These are the chronicles of the Laundry Wars.
Although I’ve been a prisoner for many years, I am now wounded in action.
I am one basket of laundry beyond folded.
Today began all mellow-yellow. It was calm and quiet. My son went to a friend’s house and my daughter and I were just chillaxin. After lunch we decided to walk to the city pool. Sure it was a hike and a half. Yes, the neighbor marveled at our determination to swim, but the sun was shining and temps were rising. We were carefree and slathered in sunscreen.
Then my phone rang. A change of plans was bringing my son and his friend back to my house, so my daughter and I turned and headed towards home, sans swim. We were almost to our doorstep when my daughter’s two long-lost friends came walking down the street. It was a great reunion.
The kids spent the afternoon eating ice-pops and playing noisy games. Friends and frozen sugar – those are the things summer days are made of.
Then they removed the grate from the heating vent on the second floor. It’s not really a heating vent, but more of an airway. It’s a square vent that moves warm air from the first floor wood stove room to the second floor bedrooms. It works wonders in the winter. You can stand above the upstairs vent and feel warm air rushing through the grate.
The kids thought it would be great fun to pass stuffed animals from the second floor down to the first. At one point, a large dark green stuffed snake dangled in the air. The angry bird flew between the floors and was lost for a few minutes. The stuffed animals were running wild.

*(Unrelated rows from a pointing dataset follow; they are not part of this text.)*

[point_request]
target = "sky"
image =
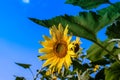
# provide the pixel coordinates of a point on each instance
(19, 37)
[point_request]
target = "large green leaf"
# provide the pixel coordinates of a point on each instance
(109, 14)
(113, 73)
(87, 4)
(26, 66)
(113, 31)
(97, 53)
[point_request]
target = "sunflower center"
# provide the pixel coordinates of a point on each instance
(61, 49)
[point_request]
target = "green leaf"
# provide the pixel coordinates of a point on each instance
(113, 73)
(95, 52)
(87, 4)
(26, 66)
(109, 14)
(101, 62)
(100, 75)
(113, 31)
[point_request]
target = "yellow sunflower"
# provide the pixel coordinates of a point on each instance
(57, 49)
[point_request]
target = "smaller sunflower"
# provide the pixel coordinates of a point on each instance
(57, 49)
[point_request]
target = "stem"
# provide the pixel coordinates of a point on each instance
(31, 72)
(110, 53)
(78, 74)
(117, 7)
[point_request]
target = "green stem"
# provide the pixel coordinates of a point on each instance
(110, 53)
(31, 72)
(117, 7)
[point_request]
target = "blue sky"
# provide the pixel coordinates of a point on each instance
(19, 36)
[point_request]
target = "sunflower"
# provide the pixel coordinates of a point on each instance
(57, 49)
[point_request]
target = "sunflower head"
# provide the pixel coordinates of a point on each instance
(56, 49)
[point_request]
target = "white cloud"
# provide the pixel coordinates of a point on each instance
(26, 1)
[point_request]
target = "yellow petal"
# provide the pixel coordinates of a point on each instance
(72, 54)
(67, 61)
(47, 44)
(45, 50)
(47, 56)
(46, 38)
(55, 61)
(66, 31)
(49, 61)
(60, 64)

Since I’m a pretty laid back parent, I let them have their fun. I mean, I probably would have done the same when I was kid.

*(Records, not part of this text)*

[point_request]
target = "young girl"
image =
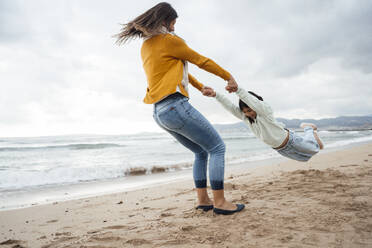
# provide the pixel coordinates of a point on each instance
(258, 115)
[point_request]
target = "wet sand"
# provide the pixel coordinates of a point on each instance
(326, 202)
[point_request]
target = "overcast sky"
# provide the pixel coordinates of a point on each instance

Since I relinquished all the good parts of the house to the children, I decided to get our laundry done. Like I said, I’ve been at war with the laundry for a long time. My washer leaks water, my dryer runs when it wants, and my laundry basket spews dirty clothes at will.
I’ve been losing this war on laundry, and I suspect I am not alone.
Someone once said (I think it was Sean Connery in The Hunt for Red October) that there is a certain peace only known on the other side of war.
I haven’t found peace in soap suds. Yet.
As if that’s not bad enough, my laundry wounded me in action.
I grabbed a great big pile of folded clean clothes and headed up the stairs. I walked about two steps through the hallway when my entire body fell to the floor and then kept falling.
Like so many say, time seems to stand still when something bad happens, namely an accident. My life didn’t flash before my eyes, and I certainly didn’t think I was about to die, but I did think “I am going to crash right through the floor.”
I was certain I would end up in my dining room on the first floor, but I didn’t fall that far.
I only lost a leg and a pile of laundry to the hole. Unfortunately it felt as though I’d broken my shin. I hung there between floors and wondered how in the world I was going to pull myself out. My son witnessed the entire episode. If I had my wits about me, I would have sent him for my camera.
Imagine a shot of my leg dangling through the ceiling?
Surely I could have won some bloggy award for that.
But I wasn’t thinking straight. So I pulled myself out and hobbled back down the stairs.
Laundry – 7, Me – 0
I don’t think I broke anything, but I’ve got bruises a plenty. The only blessing is that this totally gets me out of doing Jillian’s Killer Buns and Thighs video. At least for this week.
Don’t you worry though, I may be wounded, but I am not defeated.
The Laundry Wars will continue. I will conquer the enemy and the load of whites sitting in the washing machine.
Who will fight with me?
Pick up your Soap and your Softener and Wash on!